How different might our health workforce be – in composition, training and skills – if it reflected the community’s needs, rather than history, traditions, and professional demarcations?
It’s a question that merits not only the asking, but also some clear-headed attempts at negotiating a way between the vested interests that so often obscure the path to sensible answers in this area.
At least the issue of workforce reform is getting some hearing, with two conferences putting it on the agenda in recent days.
The organisers of this two-day conference that began today in Sydney are optimistic that the COAG driven National Health Workforce Taskforce has made “significant headway” in promoting a nationally coordinated strategy for health workforce planning, and that unified approaches are emerging in professional bodies, training institutions, health services, and regulatory infrastructure.
But they also note some of the problems: “Roles and tasks have remained in silos that have been in place for many decades. The current recruitment, training, and staff management systems are disjointed and health service and clinical management approaches have not readily adapted to changing demand.”
Meanwhile, the ANU last week hosted a forum on health workforce reform last week – you can watch Robert Wells talking about the need to share the evidence with the community here.
Dr Mark Ragg, who facilitated the forum, has written this account for Croakey:
“I was at a forum in Canberra on Thursday on health workforce reform organised by the ANU Primary Health Care Research Institute, and listened to Emil Djakic speak.
Now a bit of background that is bleeding obvious to anyone who’s ever been near workforce reform. To get a better workforce, there needs to be a devolution away from a doctor-centric health system towards one that better uses the skills and abilities of a wider range of players.
There are many discussions around the best way to do that, and to make sure it improves patient safety, but few outside the medical profession believe the current system is the best way. But such a change would involve a slight loss of control for doctors, in some areas. Some doctors are fine with that, others are not. But issues of control are nearly always behind the fiery debates that always take place.
Well, in speaking about the primary health care workforce Emil, who is chair of the Australian General Practice Network, said that he wasn’t convinced that reform was needed, and that he wasn’t sure of the direction any reform should take, and that what was needed was more research. Any changes made had to be based on ‘data, data, data’, he said.
Fine. Surprising, but fine.
After the forum, I spoke to two men from other doctors’ organisations who used similar phrases. ‘Data, data, data’, one said.
Coincidence? Possibly. Or a concerted approach by some doctors’ organisations to try to delay action while ‘more research is need’. Surely not.
We’ll see how effective such an approach would be. Warren Snowdon, who is Minister for Indigenous Health, Rural and Regional Health and Regional Services Delivery was pretty positive about the fact that ‘reform is going to happen – we promised it and we’ll deliver it’.
Hope he’s right.”
• Mark Ragg is adjunct senior lecturer at the Sydney School of Public Health, Sydney University, and director of the health and communications consultancy RaggAhmed.

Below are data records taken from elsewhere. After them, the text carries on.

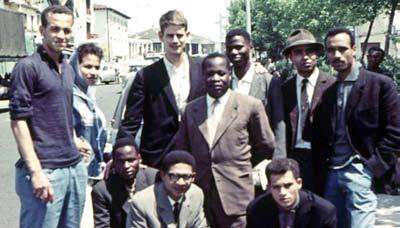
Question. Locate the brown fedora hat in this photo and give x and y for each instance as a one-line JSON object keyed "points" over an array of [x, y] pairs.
{"points": [[301, 37]]}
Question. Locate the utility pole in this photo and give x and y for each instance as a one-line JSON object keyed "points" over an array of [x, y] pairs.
{"points": [[248, 17]]}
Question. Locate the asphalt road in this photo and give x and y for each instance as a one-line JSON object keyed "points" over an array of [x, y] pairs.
{"points": [[107, 96]]}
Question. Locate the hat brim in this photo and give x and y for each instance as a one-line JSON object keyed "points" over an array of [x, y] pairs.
{"points": [[318, 46]]}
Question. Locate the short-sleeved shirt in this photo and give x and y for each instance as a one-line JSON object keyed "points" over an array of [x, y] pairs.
{"points": [[42, 96]]}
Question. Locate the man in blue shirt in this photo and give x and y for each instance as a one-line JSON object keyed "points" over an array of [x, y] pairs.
{"points": [[50, 176]]}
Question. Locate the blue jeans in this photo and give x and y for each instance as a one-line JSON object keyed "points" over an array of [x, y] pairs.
{"points": [[349, 189], [69, 186]]}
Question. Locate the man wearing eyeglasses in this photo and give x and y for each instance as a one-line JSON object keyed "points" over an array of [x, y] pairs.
{"points": [[128, 177], [173, 202]]}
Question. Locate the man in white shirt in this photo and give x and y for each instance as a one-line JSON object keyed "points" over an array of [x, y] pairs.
{"points": [[161, 90], [301, 95], [223, 130]]}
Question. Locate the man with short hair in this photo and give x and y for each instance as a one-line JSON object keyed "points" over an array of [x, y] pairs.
{"points": [[375, 57], [246, 80], [51, 176], [161, 91], [173, 202], [286, 204], [355, 133], [223, 130], [127, 178], [301, 95]]}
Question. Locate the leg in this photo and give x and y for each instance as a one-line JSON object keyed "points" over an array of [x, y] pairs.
{"points": [[75, 199], [361, 202]]}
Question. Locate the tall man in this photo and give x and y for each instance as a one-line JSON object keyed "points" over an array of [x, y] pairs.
{"points": [[223, 130], [161, 91], [173, 202], [301, 95], [128, 177], [263, 86], [355, 133], [50, 176], [285, 204]]}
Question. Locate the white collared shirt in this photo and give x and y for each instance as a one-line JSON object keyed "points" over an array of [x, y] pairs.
{"points": [[218, 111], [180, 81], [243, 85], [310, 86]]}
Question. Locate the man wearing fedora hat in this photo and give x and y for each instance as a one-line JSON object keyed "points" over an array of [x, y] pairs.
{"points": [[301, 95]]}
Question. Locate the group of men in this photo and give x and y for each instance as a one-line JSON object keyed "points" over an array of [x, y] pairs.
{"points": [[210, 122]]}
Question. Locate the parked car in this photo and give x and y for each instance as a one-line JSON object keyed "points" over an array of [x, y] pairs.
{"points": [[107, 74]]}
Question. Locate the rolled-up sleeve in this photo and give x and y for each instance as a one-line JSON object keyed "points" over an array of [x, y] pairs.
{"points": [[21, 90]]}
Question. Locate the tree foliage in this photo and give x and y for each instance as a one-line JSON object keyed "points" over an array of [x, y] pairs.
{"points": [[273, 20]]}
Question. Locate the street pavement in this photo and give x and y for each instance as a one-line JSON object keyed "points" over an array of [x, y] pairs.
{"points": [[388, 212]]}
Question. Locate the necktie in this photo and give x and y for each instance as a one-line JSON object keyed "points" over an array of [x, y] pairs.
{"points": [[176, 212], [305, 106], [213, 121]]}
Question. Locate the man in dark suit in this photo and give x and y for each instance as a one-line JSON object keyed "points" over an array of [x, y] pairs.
{"points": [[173, 202], [127, 177], [223, 130], [355, 133], [160, 91], [286, 205], [246, 80], [301, 95]]}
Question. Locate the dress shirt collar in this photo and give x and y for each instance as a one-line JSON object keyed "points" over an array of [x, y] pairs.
{"points": [[312, 79], [223, 99]]}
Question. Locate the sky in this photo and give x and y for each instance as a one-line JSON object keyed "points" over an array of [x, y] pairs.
{"points": [[204, 16]]}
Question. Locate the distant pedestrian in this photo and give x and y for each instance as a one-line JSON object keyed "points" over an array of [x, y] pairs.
{"points": [[50, 176]]}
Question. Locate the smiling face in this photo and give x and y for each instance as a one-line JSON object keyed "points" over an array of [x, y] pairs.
{"points": [[218, 76], [57, 32], [90, 68], [304, 58], [174, 38], [238, 50], [285, 189], [341, 54], [177, 179]]}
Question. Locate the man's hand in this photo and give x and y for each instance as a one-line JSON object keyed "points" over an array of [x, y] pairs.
{"points": [[83, 147], [42, 187]]}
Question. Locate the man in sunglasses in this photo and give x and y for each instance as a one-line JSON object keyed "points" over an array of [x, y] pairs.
{"points": [[173, 202]]}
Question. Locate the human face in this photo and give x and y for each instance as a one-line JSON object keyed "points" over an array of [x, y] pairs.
{"points": [[178, 179], [238, 50], [217, 76], [285, 189], [174, 38], [341, 54], [374, 59], [304, 58], [90, 68], [126, 162], [57, 32]]}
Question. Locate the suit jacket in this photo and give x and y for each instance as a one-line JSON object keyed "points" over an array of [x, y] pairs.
{"points": [[151, 208], [152, 100], [267, 88], [109, 196], [311, 212], [372, 118], [291, 106], [243, 131]]}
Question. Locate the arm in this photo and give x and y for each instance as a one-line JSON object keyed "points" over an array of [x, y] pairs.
{"points": [[101, 209], [135, 217], [40, 183], [134, 108], [275, 112], [260, 132]]}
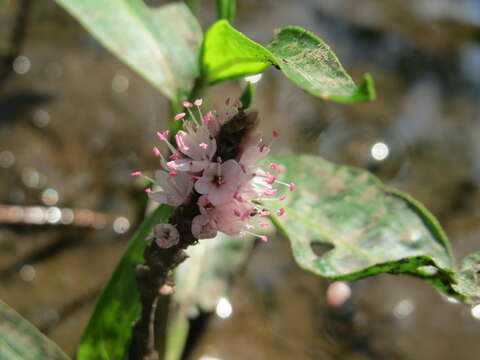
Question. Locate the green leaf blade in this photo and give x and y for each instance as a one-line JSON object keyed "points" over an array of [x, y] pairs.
{"points": [[20, 340], [108, 332], [161, 44], [228, 54], [226, 9], [372, 228], [301, 56], [311, 64]]}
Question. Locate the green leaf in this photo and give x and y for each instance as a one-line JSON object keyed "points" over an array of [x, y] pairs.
{"points": [[20, 340], [372, 228], [303, 58], [311, 64], [247, 96], [228, 54], [226, 9], [201, 281], [161, 44], [108, 332]]}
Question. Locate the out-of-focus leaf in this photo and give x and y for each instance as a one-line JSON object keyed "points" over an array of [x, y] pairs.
{"points": [[311, 64], [201, 281], [372, 228], [467, 277], [226, 9], [108, 332], [303, 58], [161, 44], [20, 340]]}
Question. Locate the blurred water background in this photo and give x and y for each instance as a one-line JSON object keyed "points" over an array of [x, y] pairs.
{"points": [[74, 122]]}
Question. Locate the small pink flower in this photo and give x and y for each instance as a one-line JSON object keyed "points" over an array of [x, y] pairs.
{"points": [[171, 165], [176, 189], [163, 135], [220, 181], [180, 116], [155, 151], [166, 235], [203, 227]]}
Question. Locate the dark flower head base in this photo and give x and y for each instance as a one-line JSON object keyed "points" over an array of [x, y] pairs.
{"points": [[211, 176]]}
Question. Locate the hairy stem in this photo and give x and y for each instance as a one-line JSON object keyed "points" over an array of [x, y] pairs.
{"points": [[154, 282]]}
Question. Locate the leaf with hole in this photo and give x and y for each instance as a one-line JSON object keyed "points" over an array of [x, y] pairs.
{"points": [[161, 44], [21, 340], [108, 332], [369, 227]]}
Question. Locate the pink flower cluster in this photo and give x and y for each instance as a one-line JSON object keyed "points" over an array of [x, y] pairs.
{"points": [[228, 192]]}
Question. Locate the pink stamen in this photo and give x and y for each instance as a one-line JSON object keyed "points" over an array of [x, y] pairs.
{"points": [[270, 178], [270, 192], [156, 152], [179, 140], [163, 136], [246, 215], [275, 167], [207, 118], [179, 116]]}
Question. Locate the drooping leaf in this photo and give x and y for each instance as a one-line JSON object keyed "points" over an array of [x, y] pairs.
{"points": [[201, 281], [311, 64], [228, 54], [372, 228], [20, 340], [303, 58], [226, 9], [108, 332], [161, 44]]}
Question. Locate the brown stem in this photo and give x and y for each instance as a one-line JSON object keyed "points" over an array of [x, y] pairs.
{"points": [[154, 280]]}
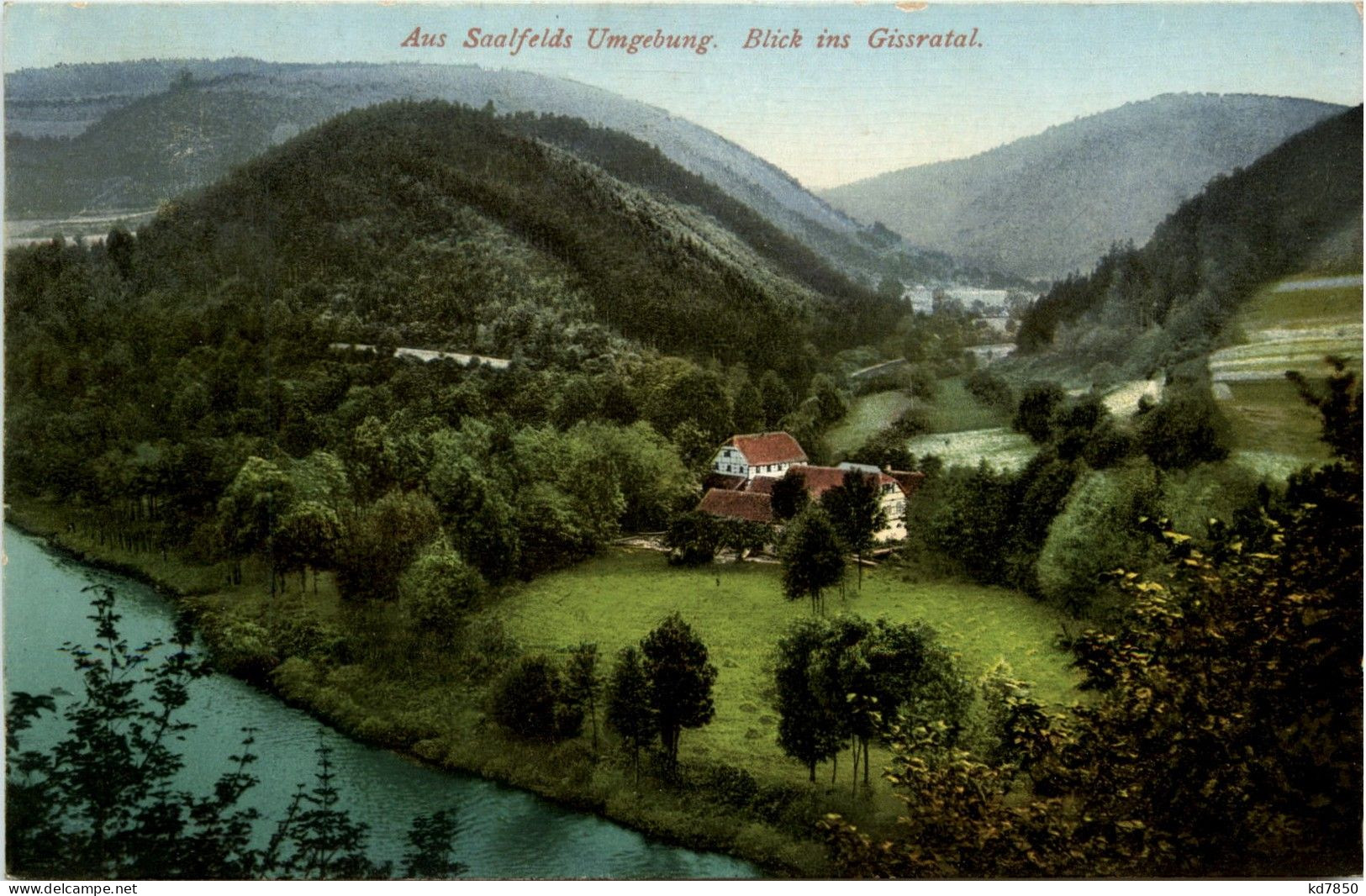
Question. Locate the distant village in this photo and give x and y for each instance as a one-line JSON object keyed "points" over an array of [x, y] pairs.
{"points": [[739, 484]]}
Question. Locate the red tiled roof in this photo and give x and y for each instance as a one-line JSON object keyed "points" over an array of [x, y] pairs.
{"points": [[738, 506], [761, 485], [821, 480], [768, 448], [723, 481], [910, 482]]}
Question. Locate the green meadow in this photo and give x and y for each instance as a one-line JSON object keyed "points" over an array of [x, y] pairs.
{"points": [[739, 612], [954, 410], [1276, 332]]}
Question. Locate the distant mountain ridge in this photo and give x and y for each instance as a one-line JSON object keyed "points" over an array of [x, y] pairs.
{"points": [[1298, 208], [98, 105], [439, 225], [1051, 203]]}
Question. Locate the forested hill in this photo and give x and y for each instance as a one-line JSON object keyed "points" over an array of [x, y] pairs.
{"points": [[127, 135], [1048, 205], [437, 224], [1296, 208]]}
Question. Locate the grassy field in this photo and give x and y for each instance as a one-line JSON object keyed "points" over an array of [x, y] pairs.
{"points": [[400, 692], [999, 447], [1284, 331], [954, 410], [739, 612], [865, 419]]}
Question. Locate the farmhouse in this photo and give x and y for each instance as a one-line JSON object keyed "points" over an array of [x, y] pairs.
{"points": [[746, 467], [758, 454]]}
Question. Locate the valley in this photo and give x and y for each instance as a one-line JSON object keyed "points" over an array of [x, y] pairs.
{"points": [[965, 563]]}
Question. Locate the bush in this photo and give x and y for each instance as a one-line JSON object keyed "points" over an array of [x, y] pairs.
{"points": [[920, 382], [1099, 531], [1186, 428], [989, 389], [439, 589], [728, 784], [914, 421], [693, 539], [1034, 414], [240, 648], [529, 699]]}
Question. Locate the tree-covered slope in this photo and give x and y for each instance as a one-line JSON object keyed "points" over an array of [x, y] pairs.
{"points": [[108, 134], [443, 224], [1296, 208], [1048, 205]]}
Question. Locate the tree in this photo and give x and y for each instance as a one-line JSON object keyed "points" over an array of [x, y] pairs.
{"points": [[378, 541], [693, 539], [305, 537], [790, 496], [812, 557], [530, 701], [1339, 402], [629, 709], [856, 509], [1034, 413], [583, 683], [876, 672], [1186, 428], [681, 681], [107, 791], [251, 506], [439, 588], [809, 730], [430, 847], [745, 535]]}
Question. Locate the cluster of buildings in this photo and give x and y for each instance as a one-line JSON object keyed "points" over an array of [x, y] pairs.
{"points": [[743, 472]]}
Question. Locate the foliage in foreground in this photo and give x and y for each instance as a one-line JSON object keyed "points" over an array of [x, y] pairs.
{"points": [[1227, 739], [107, 791]]}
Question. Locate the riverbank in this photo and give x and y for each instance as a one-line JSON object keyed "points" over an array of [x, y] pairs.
{"points": [[349, 668]]}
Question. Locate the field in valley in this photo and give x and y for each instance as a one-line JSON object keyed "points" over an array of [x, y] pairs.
{"points": [[954, 410], [739, 612], [1290, 325]]}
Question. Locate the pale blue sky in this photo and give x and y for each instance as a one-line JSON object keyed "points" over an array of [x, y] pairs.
{"points": [[825, 116]]}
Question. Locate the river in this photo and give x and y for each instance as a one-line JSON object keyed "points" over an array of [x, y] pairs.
{"points": [[504, 832]]}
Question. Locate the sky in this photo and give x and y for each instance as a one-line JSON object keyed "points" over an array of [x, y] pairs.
{"points": [[825, 115]]}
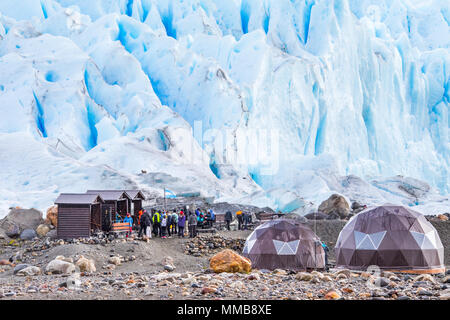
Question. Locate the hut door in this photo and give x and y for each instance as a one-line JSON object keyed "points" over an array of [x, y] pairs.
{"points": [[96, 218], [107, 216]]}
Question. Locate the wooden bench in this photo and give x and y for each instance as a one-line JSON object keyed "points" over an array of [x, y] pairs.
{"points": [[211, 230]]}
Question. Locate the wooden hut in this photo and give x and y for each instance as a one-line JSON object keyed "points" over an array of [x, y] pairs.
{"points": [[137, 197], [116, 202], [79, 215]]}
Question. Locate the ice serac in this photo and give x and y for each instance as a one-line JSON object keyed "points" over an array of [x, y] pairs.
{"points": [[355, 95]]}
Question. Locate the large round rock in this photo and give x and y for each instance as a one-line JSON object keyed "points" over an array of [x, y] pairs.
{"points": [[28, 234]]}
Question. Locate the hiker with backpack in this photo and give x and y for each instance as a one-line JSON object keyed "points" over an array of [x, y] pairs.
{"points": [[181, 224]]}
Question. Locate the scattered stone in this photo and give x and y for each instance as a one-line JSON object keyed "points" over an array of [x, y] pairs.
{"points": [[86, 265], [169, 267], [5, 263], [207, 290], [304, 276], [280, 272], [62, 258], [19, 267], [381, 282], [29, 271], [42, 230], [424, 277], [254, 276], [58, 266], [52, 216], [115, 260], [332, 295]]}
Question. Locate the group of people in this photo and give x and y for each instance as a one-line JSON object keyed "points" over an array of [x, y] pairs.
{"points": [[167, 224], [244, 219]]}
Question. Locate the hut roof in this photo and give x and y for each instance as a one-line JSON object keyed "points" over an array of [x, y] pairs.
{"points": [[78, 198], [110, 195]]}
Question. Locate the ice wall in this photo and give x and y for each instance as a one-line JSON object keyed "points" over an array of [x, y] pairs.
{"points": [[350, 88]]}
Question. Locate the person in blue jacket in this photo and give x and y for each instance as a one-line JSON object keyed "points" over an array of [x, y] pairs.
{"points": [[325, 248], [129, 219]]}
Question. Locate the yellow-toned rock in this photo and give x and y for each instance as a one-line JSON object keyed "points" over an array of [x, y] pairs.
{"points": [[332, 295], [229, 261], [52, 216], [86, 265]]}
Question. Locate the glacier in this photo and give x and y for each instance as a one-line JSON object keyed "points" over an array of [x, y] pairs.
{"points": [[276, 103]]}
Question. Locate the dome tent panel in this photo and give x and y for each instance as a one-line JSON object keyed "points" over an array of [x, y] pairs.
{"points": [[285, 244], [408, 242]]}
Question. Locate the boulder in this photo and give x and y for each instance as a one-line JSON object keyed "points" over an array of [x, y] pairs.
{"points": [[62, 258], [86, 265], [335, 204], [52, 216], [332, 295], [115, 261], [60, 266], [229, 261], [12, 231], [21, 266], [29, 271], [28, 234], [167, 261], [18, 220], [42, 230], [4, 262], [52, 234]]}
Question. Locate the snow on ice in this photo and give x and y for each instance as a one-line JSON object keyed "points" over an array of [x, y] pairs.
{"points": [[309, 97]]}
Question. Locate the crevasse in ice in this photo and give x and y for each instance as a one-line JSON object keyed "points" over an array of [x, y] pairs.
{"points": [[94, 93]]}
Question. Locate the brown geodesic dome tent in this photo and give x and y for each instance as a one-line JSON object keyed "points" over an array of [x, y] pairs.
{"points": [[393, 238], [284, 244]]}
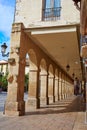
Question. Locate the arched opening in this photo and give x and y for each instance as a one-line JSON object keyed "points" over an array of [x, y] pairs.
{"points": [[43, 82]]}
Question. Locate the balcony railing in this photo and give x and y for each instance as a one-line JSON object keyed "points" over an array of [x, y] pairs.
{"points": [[51, 13]]}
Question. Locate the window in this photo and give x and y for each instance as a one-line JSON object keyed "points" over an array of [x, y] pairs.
{"points": [[52, 10]]}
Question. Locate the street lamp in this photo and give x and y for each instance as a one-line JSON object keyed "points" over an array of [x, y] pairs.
{"points": [[3, 50]]}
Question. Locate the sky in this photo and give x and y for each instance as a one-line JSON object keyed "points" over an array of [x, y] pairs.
{"points": [[7, 8]]}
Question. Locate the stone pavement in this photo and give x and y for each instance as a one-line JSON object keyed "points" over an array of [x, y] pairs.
{"points": [[67, 114]]}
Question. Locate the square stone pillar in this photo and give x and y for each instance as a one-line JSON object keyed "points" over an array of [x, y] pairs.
{"points": [[34, 91], [43, 89], [15, 104], [50, 89]]}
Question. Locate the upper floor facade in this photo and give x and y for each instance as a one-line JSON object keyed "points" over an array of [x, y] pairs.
{"points": [[40, 13]]}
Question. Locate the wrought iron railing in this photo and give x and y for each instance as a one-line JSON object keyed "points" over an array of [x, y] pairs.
{"points": [[51, 13]]}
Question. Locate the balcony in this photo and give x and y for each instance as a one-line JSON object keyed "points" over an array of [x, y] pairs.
{"points": [[51, 14]]}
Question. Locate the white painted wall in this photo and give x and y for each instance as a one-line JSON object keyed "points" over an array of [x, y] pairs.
{"points": [[30, 13]]}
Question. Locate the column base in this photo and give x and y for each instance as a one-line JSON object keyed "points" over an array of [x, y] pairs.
{"points": [[43, 101], [33, 103], [56, 98], [14, 108]]}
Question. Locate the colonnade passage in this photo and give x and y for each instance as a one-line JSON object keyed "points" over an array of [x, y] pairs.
{"points": [[48, 82]]}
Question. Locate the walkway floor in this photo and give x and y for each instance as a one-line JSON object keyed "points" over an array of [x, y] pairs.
{"points": [[67, 114]]}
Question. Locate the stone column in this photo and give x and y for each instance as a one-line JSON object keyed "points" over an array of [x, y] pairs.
{"points": [[34, 90], [43, 89], [15, 104], [56, 89], [60, 88], [50, 88]]}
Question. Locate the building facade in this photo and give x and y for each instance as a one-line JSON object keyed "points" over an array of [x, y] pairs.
{"points": [[48, 32]]}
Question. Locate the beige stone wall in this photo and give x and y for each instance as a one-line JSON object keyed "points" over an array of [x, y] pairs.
{"points": [[30, 13]]}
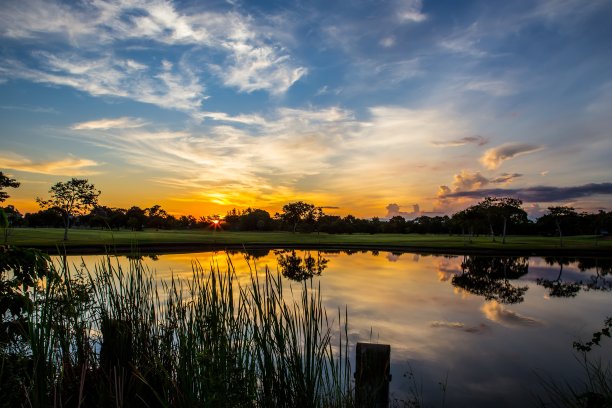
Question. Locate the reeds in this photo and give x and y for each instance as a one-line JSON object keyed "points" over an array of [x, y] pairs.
{"points": [[115, 337]]}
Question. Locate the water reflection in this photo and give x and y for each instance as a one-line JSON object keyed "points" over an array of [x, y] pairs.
{"points": [[299, 268], [505, 325], [570, 286], [490, 277]]}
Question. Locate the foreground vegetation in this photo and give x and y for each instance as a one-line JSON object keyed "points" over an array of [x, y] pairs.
{"points": [[83, 240], [112, 337]]}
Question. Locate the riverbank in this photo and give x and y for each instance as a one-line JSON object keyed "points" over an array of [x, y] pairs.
{"points": [[86, 241]]}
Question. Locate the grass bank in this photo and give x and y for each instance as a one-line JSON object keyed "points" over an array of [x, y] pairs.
{"points": [[113, 337], [83, 241]]}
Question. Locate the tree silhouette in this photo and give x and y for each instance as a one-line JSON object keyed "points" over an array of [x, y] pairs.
{"points": [[490, 277], [558, 287], [298, 212], [296, 268], [560, 214], [73, 197]]}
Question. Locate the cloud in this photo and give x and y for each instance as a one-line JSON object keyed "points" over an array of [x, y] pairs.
{"points": [[481, 328], [105, 124], [493, 87], [33, 109], [539, 193], [69, 166], [266, 159], [494, 157], [241, 52], [242, 119], [470, 185], [499, 314], [166, 85], [393, 210], [466, 41], [388, 42], [477, 140], [466, 181], [505, 178], [410, 11]]}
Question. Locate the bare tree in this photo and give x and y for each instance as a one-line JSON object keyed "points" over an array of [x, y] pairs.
{"points": [[71, 198]]}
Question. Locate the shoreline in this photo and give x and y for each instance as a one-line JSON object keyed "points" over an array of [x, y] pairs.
{"points": [[178, 248]]}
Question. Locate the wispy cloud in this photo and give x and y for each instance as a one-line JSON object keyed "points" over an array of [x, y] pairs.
{"points": [[410, 11], [499, 314], [241, 53], [494, 157], [491, 87], [105, 124], [167, 85], [477, 140], [33, 109], [70, 166], [285, 153]]}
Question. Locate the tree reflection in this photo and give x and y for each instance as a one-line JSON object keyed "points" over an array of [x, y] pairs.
{"points": [[490, 277], [297, 268], [561, 287]]}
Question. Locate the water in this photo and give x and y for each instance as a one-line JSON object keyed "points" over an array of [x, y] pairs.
{"points": [[471, 331]]}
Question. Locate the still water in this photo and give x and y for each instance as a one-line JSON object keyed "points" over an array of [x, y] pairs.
{"points": [[464, 330]]}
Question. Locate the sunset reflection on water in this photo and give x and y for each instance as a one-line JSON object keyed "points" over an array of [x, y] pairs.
{"points": [[491, 330]]}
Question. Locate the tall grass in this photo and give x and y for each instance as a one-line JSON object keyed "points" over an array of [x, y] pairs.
{"points": [[115, 337]]}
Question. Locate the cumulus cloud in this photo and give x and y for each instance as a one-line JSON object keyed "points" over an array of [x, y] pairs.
{"points": [[393, 210], [471, 185], [538, 193], [494, 157], [477, 140], [70, 166], [505, 178], [466, 181], [388, 42], [105, 124], [410, 11], [499, 314]]}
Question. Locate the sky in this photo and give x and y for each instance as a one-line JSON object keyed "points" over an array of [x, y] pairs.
{"points": [[371, 108]]}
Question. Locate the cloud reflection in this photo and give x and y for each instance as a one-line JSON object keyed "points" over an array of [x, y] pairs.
{"points": [[495, 312]]}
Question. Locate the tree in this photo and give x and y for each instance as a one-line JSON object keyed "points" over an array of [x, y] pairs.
{"points": [[559, 214], [294, 213], [136, 218], [4, 183], [157, 216], [71, 198]]}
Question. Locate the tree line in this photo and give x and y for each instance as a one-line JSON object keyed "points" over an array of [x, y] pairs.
{"points": [[74, 203]]}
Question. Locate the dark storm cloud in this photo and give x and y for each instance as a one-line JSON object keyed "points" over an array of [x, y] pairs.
{"points": [[539, 193]]}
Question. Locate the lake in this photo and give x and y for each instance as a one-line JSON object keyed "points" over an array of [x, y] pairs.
{"points": [[465, 330]]}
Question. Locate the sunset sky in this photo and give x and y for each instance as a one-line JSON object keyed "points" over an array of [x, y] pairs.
{"points": [[377, 108]]}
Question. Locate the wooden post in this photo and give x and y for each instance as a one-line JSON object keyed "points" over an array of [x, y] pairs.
{"points": [[372, 376]]}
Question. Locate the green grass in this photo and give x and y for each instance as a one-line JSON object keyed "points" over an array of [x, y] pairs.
{"points": [[83, 239]]}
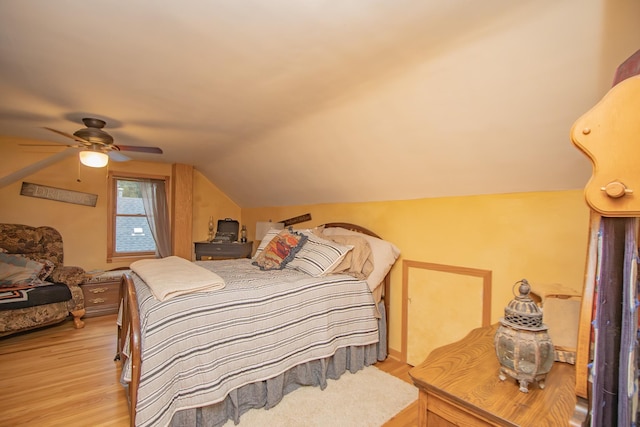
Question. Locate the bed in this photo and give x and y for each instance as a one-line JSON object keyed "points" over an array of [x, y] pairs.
{"points": [[206, 357]]}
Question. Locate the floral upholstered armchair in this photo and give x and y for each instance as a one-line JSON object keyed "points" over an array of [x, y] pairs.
{"points": [[36, 288]]}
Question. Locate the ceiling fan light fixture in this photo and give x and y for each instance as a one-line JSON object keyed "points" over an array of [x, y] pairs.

• And on related issues…Does Australian medicine operate a “closed shop” that discriminates against overseas trained doctors? Find out more in this news story for the BMJ.
What would constitute the “data” that they’re talking about?
I don’t know what Mark was told, but if history is any guide, I’d assume the emphasis would be on quality and safety data. Those are the concerns traditionally raised when “others” are perceived as impinging on medicine’s domain. Another approach to data might be to look at what are the community’s biggest unmet healthcare needs. This approach might conclude that medicine’s trend to super specialisation is exacerbating rather than alleviating unmet needs.
The doctors aren’t the only problem in any reform they may not even be the be the biggest problem. Nurses are always enthusiastic about reforms that seem to take tasks from doctors and give them to nurses.
But nurses are far less enthusiastic about reforms that take tasks from nurses and give them to physios, or OTs or god forbid Allied Heath Assistants or even worse technicians who specialise.
I was at one specialised hospital in Europe a couple of months ago they employ very very few nurses and those they do are seen as clinical managers most work is done by technicians – most of them from catergories we haven’t even head of here..
We need technicians trained at TAFE level for Diabeties programs, Smoking ceasation, Cancer support, Obesity and weight loss fitness programs, monitoring of elderly and those with chronic illness.
we need to stop wasting GPs time with appointments for repeat scripts, appointments for work medical certificates, and even interpretation of results that can be done by others in consultation with the GP who should also be in consultation with Specialists.
If we sort a lot of the old guild/turf wars out in health we can probably get by on the GPs we have now.